Ian shouts when he comes, and Mickey twists his fingers into the sheets, laughing at the dumb look on Ian’s face.

\--

When Mickey was fifteen, Terry went to jail.  It wasn’t the first time, but it was the longest sentence he’d had since Mickey had been alive; a minimum of two years, but probably more, since Terry wasn’t exactly known for his good behaviour.

The night after the trial, when the stars were out and Mickey was lying in bed, trying to decide if he should jerk off or just go to sleep and get the whole awful day over with, Mandy came into his room.

“I found Dad’s weed,” she’d said, crossing the room to sit on the edge of his bed.  “Figured he won’t exactly miss it.”

That was back when she still called Terry _dad,_ back when Mickey did, too.

“Light’s in the bedside table,” he’d said, because a lot went unspoken between them, then.  He sat up as she rolled a joint, sloppily, like she didn’t really care.  She dug around in his dresser for a moment before producing a shitty old lighter which took a few flicks to produce a spark, but eventually the joint was lit, and they sat there together, smoking and watching the flickering streetlamp outside his window.

“D’you think we’ll ever have a home, Mickey?” she’d asked.  She was looking down at his duvet, busying her fingers with the joint, but he heard everything he needed to in the tone of her voice.  It seemed like a random question, but it wasn’t, he knew.  Him and Mandy had too much in common for him to be fooled by her attempts at seeming casual.

“You’re fuckin’ sat in it, Mands,” he’d replied.

“Well, sure, this is our _house,”_ she’d said, passing him the joint and rubbing at her eyes.  “But that’s not what I fuckin’ asked.  Do you think we’ll ever have a _home?_ ”

“Our house is our home, Mandy, shut the fuck up,” he’d said.

He’d only said it because he knew the real answer was _no._

Mickey wasn’t sure people like him were supposed to have homes.  People like him weren’t supposed to have a safe place to land.

\--

“Mickey.”

Mickey grunts, doesn’t open his eyes.  His face is buried in the soft skin of Ian’s shoulder, and he’s wrapped up in their worn old sheets, and he’s pretty much seconds away from falling into what he’s pretty sure will be the best sleep of his life.
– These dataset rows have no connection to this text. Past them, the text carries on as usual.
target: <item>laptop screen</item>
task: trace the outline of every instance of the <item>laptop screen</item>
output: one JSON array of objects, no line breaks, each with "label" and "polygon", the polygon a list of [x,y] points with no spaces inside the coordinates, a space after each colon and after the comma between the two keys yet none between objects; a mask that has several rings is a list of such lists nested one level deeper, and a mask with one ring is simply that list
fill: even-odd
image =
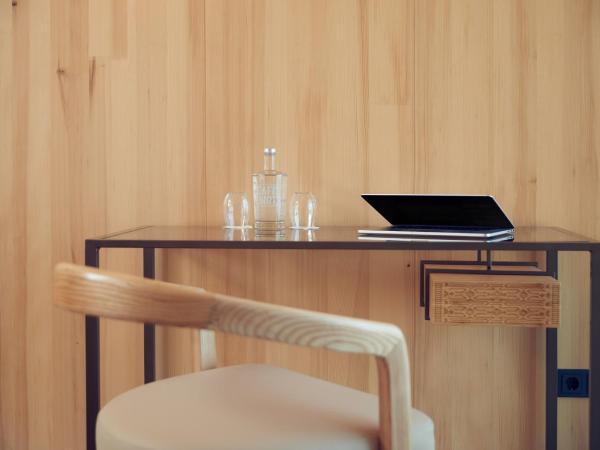
[{"label": "laptop screen", "polygon": [[365,194],[362,197],[395,227],[513,228],[496,200],[487,195]]}]

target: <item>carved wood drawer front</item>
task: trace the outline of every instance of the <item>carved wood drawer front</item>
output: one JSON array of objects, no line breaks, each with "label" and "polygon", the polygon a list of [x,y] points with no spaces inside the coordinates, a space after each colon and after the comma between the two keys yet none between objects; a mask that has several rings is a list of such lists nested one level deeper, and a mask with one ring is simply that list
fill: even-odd
[{"label": "carved wood drawer front", "polygon": [[552,277],[432,273],[429,283],[434,323],[559,325],[560,283]]}]

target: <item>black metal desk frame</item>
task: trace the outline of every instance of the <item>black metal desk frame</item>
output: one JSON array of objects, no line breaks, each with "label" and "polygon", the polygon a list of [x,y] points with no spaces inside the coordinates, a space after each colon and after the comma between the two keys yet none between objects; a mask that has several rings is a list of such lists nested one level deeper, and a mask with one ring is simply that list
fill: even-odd
[{"label": "black metal desk frame", "polygon": [[[392,242],[362,241],[356,238],[348,240],[173,240],[173,239],[113,239],[128,233],[150,229],[140,227],[125,230],[85,241],[85,264],[91,267],[100,266],[101,248],[143,249],[143,275],[155,277],[155,249],[297,249],[297,250],[397,250],[397,251],[477,251],[477,259],[481,260],[481,252],[487,251],[491,264],[492,251],[541,251],[546,254],[544,274],[558,279],[558,253],[589,252],[590,253],[590,399],[589,399],[589,448],[600,449],[600,395],[592,396],[594,374],[600,374],[600,242],[587,238],[562,242]],[[164,227],[168,228],[168,227]],[[202,228],[202,227],[198,227]],[[216,228],[216,227],[215,227]],[[331,227],[332,230],[338,227]],[[348,227],[339,227],[340,230]],[[356,228],[352,227],[352,230]],[[555,229],[557,231],[561,231]],[[519,230],[517,229],[517,235]],[[355,233],[355,231],[354,231]],[[565,232],[569,233],[569,232]],[[569,233],[573,236],[572,233]],[[473,271],[475,273],[485,273]],[[510,275],[510,271],[503,272]],[[423,297],[421,297],[421,306]],[[144,325],[144,382],[155,379],[155,335],[153,325]],[[99,319],[94,316],[85,318],[85,373],[86,373],[86,442],[87,450],[95,450],[96,417],[100,410],[100,327]],[[546,329],[546,450],[557,450],[557,381],[558,381],[558,349],[557,330]]]}]

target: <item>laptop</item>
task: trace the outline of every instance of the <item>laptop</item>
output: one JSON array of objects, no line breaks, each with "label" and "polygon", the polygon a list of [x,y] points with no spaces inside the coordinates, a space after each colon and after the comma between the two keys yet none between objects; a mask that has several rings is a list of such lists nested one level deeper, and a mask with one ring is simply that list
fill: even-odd
[{"label": "laptop", "polygon": [[390,224],[358,230],[376,240],[500,242],[513,239],[514,226],[490,195],[363,194]]}]

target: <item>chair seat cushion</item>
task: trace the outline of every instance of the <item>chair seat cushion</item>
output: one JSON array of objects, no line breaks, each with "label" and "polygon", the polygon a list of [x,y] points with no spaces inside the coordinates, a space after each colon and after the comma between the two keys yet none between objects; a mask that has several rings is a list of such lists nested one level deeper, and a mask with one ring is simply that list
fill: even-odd
[{"label": "chair seat cushion", "polygon": [[[372,450],[376,396],[268,365],[168,378],[114,398],[98,416],[98,450]],[[433,423],[412,413],[413,450]]]}]

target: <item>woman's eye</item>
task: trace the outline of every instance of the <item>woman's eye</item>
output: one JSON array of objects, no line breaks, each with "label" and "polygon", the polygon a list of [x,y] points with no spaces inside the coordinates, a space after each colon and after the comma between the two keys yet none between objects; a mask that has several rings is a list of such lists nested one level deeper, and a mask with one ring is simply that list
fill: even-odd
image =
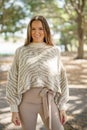
[{"label": "woman's eye", "polygon": [[43,28],[39,28],[39,30],[43,30]]},{"label": "woman's eye", "polygon": [[35,28],[32,28],[32,30],[35,30]]}]

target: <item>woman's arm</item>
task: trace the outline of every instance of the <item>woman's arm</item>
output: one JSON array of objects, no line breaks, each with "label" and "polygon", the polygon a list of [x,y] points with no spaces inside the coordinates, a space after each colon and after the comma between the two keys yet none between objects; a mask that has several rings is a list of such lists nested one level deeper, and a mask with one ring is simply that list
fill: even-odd
[{"label": "woman's arm", "polygon": [[6,87],[6,97],[12,112],[18,112],[18,69],[19,69],[19,49],[16,50],[11,69],[8,73],[8,83]]}]

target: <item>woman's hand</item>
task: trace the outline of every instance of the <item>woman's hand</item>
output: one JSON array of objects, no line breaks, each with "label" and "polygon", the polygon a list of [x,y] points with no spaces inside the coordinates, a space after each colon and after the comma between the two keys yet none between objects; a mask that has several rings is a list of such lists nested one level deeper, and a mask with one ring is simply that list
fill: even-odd
[{"label": "woman's hand", "polygon": [[16,125],[16,126],[20,126],[20,117],[19,117],[19,113],[18,112],[12,112],[12,122]]},{"label": "woman's hand", "polygon": [[60,110],[60,122],[62,125],[64,125],[67,121],[67,116],[66,116],[66,112],[64,110]]}]

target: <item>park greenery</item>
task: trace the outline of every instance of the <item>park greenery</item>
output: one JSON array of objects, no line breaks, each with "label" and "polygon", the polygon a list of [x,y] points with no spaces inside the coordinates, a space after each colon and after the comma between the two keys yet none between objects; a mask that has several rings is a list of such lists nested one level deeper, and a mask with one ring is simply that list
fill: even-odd
[{"label": "park greenery", "polygon": [[[56,44],[66,51],[76,48],[77,58],[84,58],[87,44],[87,0],[0,0],[0,34],[4,38],[23,33],[34,15],[47,18]],[[23,35],[23,34],[22,34]]]}]

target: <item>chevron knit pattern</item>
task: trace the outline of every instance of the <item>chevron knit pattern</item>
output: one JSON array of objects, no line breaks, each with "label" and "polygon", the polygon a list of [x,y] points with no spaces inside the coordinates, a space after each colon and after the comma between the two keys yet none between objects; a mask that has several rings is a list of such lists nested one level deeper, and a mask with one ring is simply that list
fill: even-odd
[{"label": "chevron knit pattern", "polygon": [[16,50],[6,89],[12,112],[18,111],[22,93],[31,87],[47,87],[60,93],[58,107],[65,109],[68,100],[67,78],[58,47],[31,43]]}]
“ _Mickey,”_ Ian hisses again, more insistent this time, shoving against Mickey’s shoulder.  Mickey groans, and leans up on his elbows, opens his eyes so he can stare at Ian.

“What, man?” he asks through a yawn.  His eyes already feel like they’re drooping again.

“Mickey, we might have just given half of Chicago a free show.”

Mickey’s eyebrows shoot up.  That was _not_ what he was expecting to hear.  It takes him a moment to realise that Ian’s not looking at him, but rather at something over his shoulder; Mickey quickly spins around to see what it is, and then freezes.

“God _damn it,”_ he groans, letting his eyes fall closed again, this time from annoyance rather than exhaustion.  “I knew there was something we forgot.”

There’s a moment of silence, and then they both say it at the same time, their voices tinged with the same amount of resigned horror.

“Fucking _curtains.”_

**Author's Note:**

> written for the fic a day in may challenge, and also kinda for tylerduns who asked for 'anything heartbreaking'. THIS IS THE CLOSEST I CAN DO TO ANGST OOPS.